E a pobre subindo e descendo, afogando-se. Na sua mente de afogada somente uma coisa: a música do Fagner: “Quem dera ser um peixe Para em teu límpido aquário mergulhar...”
– Não, senhores, quem vai sou eu!
– Até tu, Ralph? – preso pelo outro braço pelo ex-motorista, agora jardineiro. – Mas o que é que está acontecendo aqui?
– Vai é uma porra, Ralph! Eu sei que você não gosta da fruta, quem vai sou eu! – Levitraz deu uma gravata no Ralph. – Eu também sou filho de Deus e não vou perder talvez a única chance de dar um chupão na gostosona do folhetim.
E assim foi vindo todos os empregados da casa para disputarem no muque o direito de salvar a linda senhorita e aplicar-lhe um chup... quer dizer uma respiração boca-à-boca. Era um bolo de briga mais horrível do mundo. Ivanir lutando com unhas e dentes para se desvencilhar daquelas mil mãos. E a pobre da Ludmárcia já bebendo quase a metade da água da piscina.
– Soc...glub! Glub! Glub! - Blu-blu-blu! (barulho das bolhinhas de ar e de Ludmárcia engolindo água)! Alg... glub! glub! Glub! Glub! Blu! Me ajud... glub! Glub! Glub! Blup! Blup! Gent... glub! Glub! Glub! É séri... glub! Glub! Glub! Estou me afog... glub! Glub! Glub!
De repente, alguém cai na água, cruza a piscina num nado torpedo-crawl, parecendo o Aquaman, e alcança a moça que se debatia em apuros, no meio da piscina. O tempo pára e todos param de dar chute, murros, de enfiar o dedo em olhos alheios e se voltam ao mesmo tempo.
Com muita elegância e desenvoltura, Alcione, pois foi ele quem se atirou na piscina, segura gentilmente Ludmárcia pelos cabelos e nada até a borda.
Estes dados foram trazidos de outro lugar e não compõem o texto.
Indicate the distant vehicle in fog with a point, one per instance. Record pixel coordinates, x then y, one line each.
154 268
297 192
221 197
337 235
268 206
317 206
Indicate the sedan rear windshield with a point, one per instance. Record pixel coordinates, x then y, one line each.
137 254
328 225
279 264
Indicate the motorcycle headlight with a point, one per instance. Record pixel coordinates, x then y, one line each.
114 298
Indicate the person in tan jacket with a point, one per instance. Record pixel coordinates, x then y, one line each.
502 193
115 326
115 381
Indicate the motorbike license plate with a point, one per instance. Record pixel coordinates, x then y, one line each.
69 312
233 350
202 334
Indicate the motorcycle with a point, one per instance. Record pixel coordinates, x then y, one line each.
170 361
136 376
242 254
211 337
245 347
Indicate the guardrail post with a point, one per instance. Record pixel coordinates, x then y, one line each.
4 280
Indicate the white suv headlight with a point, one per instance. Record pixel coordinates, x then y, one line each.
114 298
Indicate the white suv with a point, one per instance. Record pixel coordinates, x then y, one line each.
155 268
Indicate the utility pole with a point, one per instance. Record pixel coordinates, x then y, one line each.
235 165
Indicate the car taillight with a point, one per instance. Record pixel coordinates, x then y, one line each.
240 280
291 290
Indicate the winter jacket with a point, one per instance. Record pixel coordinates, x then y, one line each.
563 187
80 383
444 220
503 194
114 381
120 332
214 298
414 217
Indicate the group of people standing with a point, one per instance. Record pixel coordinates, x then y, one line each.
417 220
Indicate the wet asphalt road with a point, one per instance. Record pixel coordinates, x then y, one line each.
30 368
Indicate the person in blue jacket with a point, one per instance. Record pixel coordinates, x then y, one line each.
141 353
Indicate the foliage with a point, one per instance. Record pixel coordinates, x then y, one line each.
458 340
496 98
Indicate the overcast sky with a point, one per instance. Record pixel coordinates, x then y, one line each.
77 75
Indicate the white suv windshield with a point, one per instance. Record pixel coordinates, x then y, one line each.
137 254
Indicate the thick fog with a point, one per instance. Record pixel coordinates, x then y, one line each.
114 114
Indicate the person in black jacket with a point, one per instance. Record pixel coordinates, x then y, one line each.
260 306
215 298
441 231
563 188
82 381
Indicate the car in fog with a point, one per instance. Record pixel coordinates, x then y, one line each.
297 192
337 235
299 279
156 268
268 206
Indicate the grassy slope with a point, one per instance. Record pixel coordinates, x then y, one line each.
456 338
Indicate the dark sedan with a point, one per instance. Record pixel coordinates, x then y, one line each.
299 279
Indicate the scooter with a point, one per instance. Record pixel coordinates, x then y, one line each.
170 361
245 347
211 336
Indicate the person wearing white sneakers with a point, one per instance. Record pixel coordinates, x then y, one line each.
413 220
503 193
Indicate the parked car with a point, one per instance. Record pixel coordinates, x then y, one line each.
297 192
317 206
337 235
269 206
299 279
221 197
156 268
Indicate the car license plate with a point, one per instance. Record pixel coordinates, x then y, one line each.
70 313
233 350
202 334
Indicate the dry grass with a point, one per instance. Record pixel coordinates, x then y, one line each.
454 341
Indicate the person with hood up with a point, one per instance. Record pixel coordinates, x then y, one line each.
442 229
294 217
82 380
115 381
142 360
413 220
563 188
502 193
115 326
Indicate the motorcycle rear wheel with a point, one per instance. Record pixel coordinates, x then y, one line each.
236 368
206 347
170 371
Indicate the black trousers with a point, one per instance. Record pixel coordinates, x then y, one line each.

Dá um mergulho rápido e emerge, um verdadeiro príncipe de desenho animado japonês, trazendo a moça desacordada nos braços como se trouxesse uma toalha molhada, sem fazer nenhum esforço aparente.
Delicadamente e sob vários olhares invejosos e rancorosos, ele depositou-a na grama, posicionou-se, puxou a cabeça da moça para trás – (fazia-se um silêncio de cobrança de pênalti em final de FLA-FLU), tomou fôlego, preparou-se e... GOOOOOOOOLLL! Aplicou a tão cobiçada respiração boca-à-boca, que por sinal se prolongou por um tempo além do necessário.
– Maij o que é que xignifica ixo? – a voz furiosa de Doutor Epa rugiu feito um trovão, quebrando o clima e quase matando todos de susto.


CENAS DO PRÓXIMO CAPÍTULO

Floribunda faz proposta indecente para a própria filha;
• Doutor Epaminondas desconfia das intenções de Alcione;
• Desirée conta as novidades para Paloma



2 comentários:

  1. AAAAAAAAAAAAAHHHHHHHHHHHHHHHHHHHHHHHHHHHHHHHHHHHH!!!!!!!!!!!!!!!!!!!! Lindo! Lindo! QUe blog mais lindo! AAAAAHHHHHHHHHH!!!!!!!!!!!! Tirando a minha foto com cara de louca, mas o resto tá lindoooooo!!!!!!!!!!!!!!!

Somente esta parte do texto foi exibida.